HR trends affect everyone both inside and outside of work. Because people either want to improve their own career path or recruit those that can do it for them. During the past twelve months a lot has happened and a lot has changed in the HR world. So let’s take our collective heads out of the day-by-day HR sand to gaze into the distance at some of the likely HR trends coming down the road for 2019. The twists and turns of the Trump administration have given HR managers great pause to think things over. The ongoing crisis of Brexit has roiled markets and left many companies of long standing wondering how much longer they can stave off further downsizing and consolidation. Northern Ireland is still a conundrum that keeps the European Union up at night. The list of this past year’s controversies and policy decisions that affect the HR climate for next year is long and complicated. So what is there to look forward to and plan for in 2019?
Continuing pay gap flaps
In the United Kingdom the recent Gender Pay Gap White Paper highlighted the continuing pay inequalities between the sexes. Female representation at boardroom and senior management level remains shockingly low. And pay equality is still so lopsided that the World Forum on Economics recently reporters that it would require over two hundred years to fully close the gap worldwide. HR managers realize that this problem is not going away in 2019 and will need to be dealt with forcefully and diplomatically if further and stricter government oversight is to be avoided.

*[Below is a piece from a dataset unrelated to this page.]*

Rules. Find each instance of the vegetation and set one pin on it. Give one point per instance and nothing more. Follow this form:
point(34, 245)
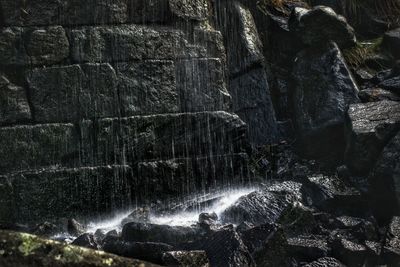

#MeToo grows in strength and influence
This leads directly to the #MeToo women’s movement to stamp out sexual abuse and harassment in the workplace. As the glaring headlines all this year have made painfully and shamefully clear, men in positions of power and authority, as well as their underlings and spin doctors, have been objectifying women in the office, factory, and all other workplaces in a terrible manner — and usually with complete immunity. Companies from CBS to Google have been guilty of hiding their male employees’ indiscretions and criminal activities from federal agencies and law enforcement officials — and have done little or nothing to protect and reaffirm a woman’s right to report sexual abuse in the workplace and get a fair and impartial hearing.
But that all is changing fast, thanks in large part to the #MeToo movement. Today, and most certainly long into the future, HR departments everywhere are going to be scrambling to make up for past ignorance and/or suppression. The major sensitivity training taking place in companies like Starbucks, which closed all its shops for one full day to do in-house sensitivity training, is going to increase in scope and complexity. HR managers and their staff have to face up to the fact that 2019 is the year when inequality and abuse in the workplace has finally become not just a liability not to be tolerated, but a criminal offense that can lead to serious jail time for offenders — and huge fines for the companies that shield the perpetrators, whether intentionally or not.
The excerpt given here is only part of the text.